- Directed by: Ute Wieland
- Written by: Maggie Peren
- Produced by: Ulrich Limmer
- Starring: Emilia Schüle Selina Shirin Müller Henriette Nagel Jonathan Beck Wilson Gonzalez Ochsenknecht Piet Klocke Michael Kessler Armin Rohde Anke Engelke Christian Tramitz
- Cinematography: Peter Przybylski
- Edited by: Dunja Campregher
- Music by: Tilo M. Heinrich
- Distributed by: Constantin Film
- Release date: July 6, 2008;
- Running time: 97 minutes
- Country: Germany
- Language: German

= Freche Mädchen =

Freche Mädchen is a 2008 German teen film directed by Ute Wieland. Its script was written by Bianka Minte-König and it is based on the book series Freche Mädchen – freche Bücher.

== Plot ==
Mila, Hanna and Kati - all 14 years old - are best friends and would do everything for each other. Together, they set up their music teacher with their German teacher in order to improve Mila's grades. Regarding their own lives, the girl are confused about love: At first, Kati adores “Sandwich”-Tobi (a nickname the girls got him because you always find him eating a sandwich), but since he does not seem to notice her like she would want him to, Kati falls in love with her cousin Florian. Hanna has a crush as well and starts dating Branko, who is a few years older than the girls. Only Mila's love life doesn't seem to exist, until she meets trainee teacher Pit Winter, the stand-in for her pregnant German teacher.

Mila even anonymously writes a love poem for him but when she finds out that her mother suddenly has a dinner date with Pit, Mila's love-life takes a turn to the worse. Pit Winter reads the poem and somehow knows that Mila was the one who wrote it. The only aspect he focuses on are the errors Mila made due to her dyslexia. For Kati and Hanna, things do not go well anymore either. Florian fell in love with his piano teacher and therefore breaks up with Kati shortly before her birthday party. Branko and Hanna are squabbling with each other because Mila and Hanna have applied for a casting show Hanna keeps participating at although Branko feels ashamed about her being part of it. But there is someone else Hanna has met at the casting...

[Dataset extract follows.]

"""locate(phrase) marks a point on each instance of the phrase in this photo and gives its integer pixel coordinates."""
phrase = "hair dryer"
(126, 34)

The three girls are alone again and are busy with problems like Vanessa, the ‘Drama Queen’, ‘Porn-Kiwi’(a nickname he was given by the girls, because he constantly watches porn) or the annoying Maths teacher. Marcus, whom Mila sees as a macho slowly sneaks into her life.

Brian, a new student from Hamburg causes trouble between the girls: Kati immediately falls in love with him and demands that no one else should get too close to him. When Mila rewrites a poem for Brian who turns it into a song, an icy mood comes up between Kati and Mila. During a school trip to a planetarium, somebody kissed Mila in the dark which lead her to the conclusion that Brian could possibly like her instead of Kati. In addition, someone called Pegasus sends Mila romantic messages and translates a song text for her - all signs point to Brian being her admirer, don't they?

When Mila's mother announces her pregnancy and that Pit Winter is the father of the baby, Mila's drama is complete.
She runs away in anger and sleeps at a suspension railway station. The next morning, Markus shows up at the station and takes her to his father's riding school. When Mila sees a picture of a class-trip, where everybody gathered around a statue of Pegasus and next to it a picture of herself with Markus, she realizes that Markus must be Pegasus. Overwhelmed by this discovery, she walks back home. At home, her mother is very happy and relieved to see Mila, and she tells her that the pregnancy test showed a wrong result – She is not pregnant. She adds that Pit Winter would not have wanted a child with her anyway and wishes for Mila to find a nice boy, who appreciates her, for who she is. This moment is an eye-opener for Mila. Together with her mother, she drives back to the riding school. She finds Markus on top of a hill he had shown her before, as it has a special meaning to him, and kisses him.

Not just Mila but everybody gets their happy end: Sure, Kati had a crush on Brian but after seeing that he is madly in love with mean girl Vanessa, she leaves his concert in a sad mood. On her way home, Kati gets attacked by a drunk guy in a tunnel. Luckily, Tobi is nearby to defend her and “knocks” him to the ground. Kati being Kati, without a second thought, instantly falls madly in love with Tobi all over again. In the meantime, Hanna is in Munich for the casting show and made it to the quarterfinals. Shortly before her next performance, her talisman – a heart – starts to glow. The talisman was a gift from Branko. He himself has a second heart and they both start to glow if the other heart is nearby. Finally, Hanna and Branko find each other and they get together again after Hanna was eliminated from the show during the quarterfinals.